It’s written in fancy letters so it must be true.

Now this is clearly bullshit, and it doesn’t seem to matter that absolutely nothing about this story makes anything better! But why let the truth get in the way of a good yarn?

Let’s say we do get to the truth though. Racists will happily tell you that the actual origin of the Golliwog lies with the illustrations of Florence Kate Upton from her 1885 book, ‘The Adventures of the Two Dutch Dolls and a Golliwogg (sic)’.

“See! It’s just a children’s book Barbara! It’s not racist. The Golliwog is the hero, Barbara, so it can’t be racist.”

What’s conveniently left out of this origins story is that Upton’s Golliwog, described in the books as “a horrid sight,” was based on one of her childhood toys – a black minstrel doll. Now, you’d have to be a fucking idiot to try and argue that the minstrels were anything but horrifically racist.

Oh.

If you don’t know, and I’m sure you do, minstrel shows began in the early 1800s and featured white entertainers in blackface, singing, dancing, and acting in ways that were meant to mock and caricature Black people.

The acts, performed for white audiences, were meant to dehumanise Black people, portraying them as stupid, lazy, hypersexual, and able to tolerate pretty extreme violence. The whole point of this ‘entertainment’ was to paint Black people as less than human, to perpetuate notions of white superiority, and to justify continued violence towards and subjugation of Black people as actual slaves.

So while Upton might well have meant her Golliwog to be a loveable character (while at the same time, “a horrid sight” and “the blackest gnome”), it is based on a horrifically racist caricature of Black people.

But what about my childhood, Barbara? My Childhood!
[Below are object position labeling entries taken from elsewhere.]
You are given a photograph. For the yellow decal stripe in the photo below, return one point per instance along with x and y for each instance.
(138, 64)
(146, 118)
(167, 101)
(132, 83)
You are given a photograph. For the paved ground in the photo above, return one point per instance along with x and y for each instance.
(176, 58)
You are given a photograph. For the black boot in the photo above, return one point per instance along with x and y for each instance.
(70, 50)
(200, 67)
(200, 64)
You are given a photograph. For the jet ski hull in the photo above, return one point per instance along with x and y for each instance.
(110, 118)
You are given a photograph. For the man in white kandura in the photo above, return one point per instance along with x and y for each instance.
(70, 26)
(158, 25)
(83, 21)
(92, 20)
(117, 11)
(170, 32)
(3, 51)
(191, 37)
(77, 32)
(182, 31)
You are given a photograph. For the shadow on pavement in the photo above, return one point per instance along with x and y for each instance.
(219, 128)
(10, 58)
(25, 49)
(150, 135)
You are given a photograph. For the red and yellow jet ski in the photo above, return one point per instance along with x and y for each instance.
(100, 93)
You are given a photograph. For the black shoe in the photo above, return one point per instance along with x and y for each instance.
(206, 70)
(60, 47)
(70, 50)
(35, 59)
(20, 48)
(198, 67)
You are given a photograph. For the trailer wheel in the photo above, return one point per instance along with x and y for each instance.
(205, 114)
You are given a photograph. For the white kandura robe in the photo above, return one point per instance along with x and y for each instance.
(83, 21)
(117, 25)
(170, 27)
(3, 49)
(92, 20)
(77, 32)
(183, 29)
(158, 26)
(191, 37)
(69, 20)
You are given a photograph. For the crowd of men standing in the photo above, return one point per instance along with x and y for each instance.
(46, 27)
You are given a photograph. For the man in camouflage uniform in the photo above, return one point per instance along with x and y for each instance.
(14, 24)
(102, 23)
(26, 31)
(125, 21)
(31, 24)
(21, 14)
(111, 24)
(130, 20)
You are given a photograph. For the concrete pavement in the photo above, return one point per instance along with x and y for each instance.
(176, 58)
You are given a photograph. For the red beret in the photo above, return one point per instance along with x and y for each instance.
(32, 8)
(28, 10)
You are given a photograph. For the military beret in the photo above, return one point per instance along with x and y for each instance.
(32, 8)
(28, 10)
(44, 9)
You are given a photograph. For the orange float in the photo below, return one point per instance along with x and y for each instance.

The truth of the Golliwog’s origin story doesn’t slow anyone down from screaming on Facebook about how an attack on Golliwogs is an attack on the their childhood, as if nostalgia somehow trumps racism. And calling them Gollys, Golly toys, or Golli-dolls, doesn’t erase their racist associations either.

“I especially liked the knitted ones.”

But even if it did, the nostalgia these people are pining for, the nostalgia that they somehow think *checks notes* the preservation of Golliwogs will keep alive forever, is a complete fiction.

It’s this idea that in the 70s and 80s everyone just got on, kids all played football together, ate Robertson’s jam sandwiches, played in the park till late (not having to worry about dog shit or paedos, for there there was none to be found) and rode their Choppers and BMXs home in the dark to watch Jim’ll Fix It, before going peacefully to bed, cradling their favourite fucking Golliwogs. The only things kids had to worry about in the 70s and 80s were railway lines and electrical substations.

There was no racism in the 70s or 80s. There was no National Front throwing bricks through the windows of my family home. There was no racism towards Black footballers. Golliwog or its derivatives were never used as racial slurs. There was no racism in education. There was no racism in policing. There was no racism in housing.

The keener-witted among you might have sensed a touch of sarcasm just now, because of course there was racism in all of those areas. So nostalgia for ‘the good old days’ is nostalgia for a time when the days honestly weren’t that good for everyone. And the evidence for that is clearly there for anyone who cares to look.

Golliwogs really just remind people of a time in the past where they could be as racist as they liked without all of this nasty do-gooder fuss. That’s the truth. Say it with your full chest. Don’t hide your racism behind your insatiable appetite for marmalade.

Why is this little shit advertising marmalade?

Both of the main arguments for why we should at all costs preserve the Golliwog are, upon close inspection, bollocks.

Either you are choosing to remain ignorant to protect your weird nostalgia for all that lovely racism we used to have, or you are, by process of keen deduction, thick as shit.

But look, there are far more important things to think about these days, than Golliwogs in pubs, right? Yes, your’e right. Absolutely right. Let’s get to those more important things.

From Conserve to Conservative

See what I did there? Did you see what I just did there!?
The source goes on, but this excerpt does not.